Our plans for Saturday were supposed to include a pig-picking at the home of our college friends, Tom and Vickie in West Jefferson. We ended up not going, because my brother-in-law Kenny and his brother Ricky decided this was the day to build a dock on the pond next to our driveway. Poor Charlie spent the afternoon standing in cold mountain water holding the posts. They had a brilliant idea to use the pressure washer wand to drill down into the silt at the bottom of the pond to sink the posts. It worked!Once the posts sank in a couple of feet, Ricky hammered them in a little deeper with a sledge hammer. Now we have a solid dock for fishing, sunning, or just climbing out of the pond without sinking in the muck.The rope across the middle of the picture is where they have hung a deer feeder. It is filled with fish food and is timed to go off twice a day. We stocked the pond with baby bream, river bass, catfish, and two koi. The fish now follow us around as we walk around the pond, hoping for a handout of fish food.
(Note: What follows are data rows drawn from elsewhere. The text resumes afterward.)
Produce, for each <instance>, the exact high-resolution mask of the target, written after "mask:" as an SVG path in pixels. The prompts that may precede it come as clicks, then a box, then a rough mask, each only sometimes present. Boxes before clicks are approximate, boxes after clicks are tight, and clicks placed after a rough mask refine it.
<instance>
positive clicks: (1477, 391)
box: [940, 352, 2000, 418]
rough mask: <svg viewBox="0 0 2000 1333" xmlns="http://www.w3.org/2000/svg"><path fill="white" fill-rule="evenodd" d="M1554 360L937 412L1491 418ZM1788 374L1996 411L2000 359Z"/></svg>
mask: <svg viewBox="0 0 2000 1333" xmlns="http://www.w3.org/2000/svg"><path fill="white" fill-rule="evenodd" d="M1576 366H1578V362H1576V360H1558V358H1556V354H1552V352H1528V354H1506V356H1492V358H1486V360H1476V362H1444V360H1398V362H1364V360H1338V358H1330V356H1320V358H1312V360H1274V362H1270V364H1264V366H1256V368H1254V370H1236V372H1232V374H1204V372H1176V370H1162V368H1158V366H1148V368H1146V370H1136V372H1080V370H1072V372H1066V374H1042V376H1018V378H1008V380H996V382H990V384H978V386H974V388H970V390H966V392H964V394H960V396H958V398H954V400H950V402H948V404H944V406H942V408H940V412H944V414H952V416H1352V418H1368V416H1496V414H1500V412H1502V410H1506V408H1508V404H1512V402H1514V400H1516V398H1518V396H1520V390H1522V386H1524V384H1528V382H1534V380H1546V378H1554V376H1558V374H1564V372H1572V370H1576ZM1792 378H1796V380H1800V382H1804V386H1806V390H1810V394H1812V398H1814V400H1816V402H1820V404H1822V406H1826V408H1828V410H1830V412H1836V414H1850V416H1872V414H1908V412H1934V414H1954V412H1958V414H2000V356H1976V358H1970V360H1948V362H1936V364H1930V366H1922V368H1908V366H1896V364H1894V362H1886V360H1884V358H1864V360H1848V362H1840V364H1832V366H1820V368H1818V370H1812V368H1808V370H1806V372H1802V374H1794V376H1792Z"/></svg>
Speaking of deer feeders, Charlie put one up near the stealth camera that he installed last weekend. Friday morning we checked it and were thrilled to find 68 pictures of deer, squirrels, and raccoons enjoying the free corn. We checked it again Sunday, and found 175 pictures, mostly of does and spotted fawns. It is pretty cool, because at night the camera takes infrared pictures. It also tells the time and date, and records the temperature.
Of course, Charlie was hoping to capture a photo of a big trophy buck, but if there was one around, he was camera-shy. Except, for some reason, we think one of these might be a boy!

That's it for this week's edition of mountain fun. We are probably staying home for Labor Day weekend to get ready for some remodeling at home, so these pics will have to last me a while!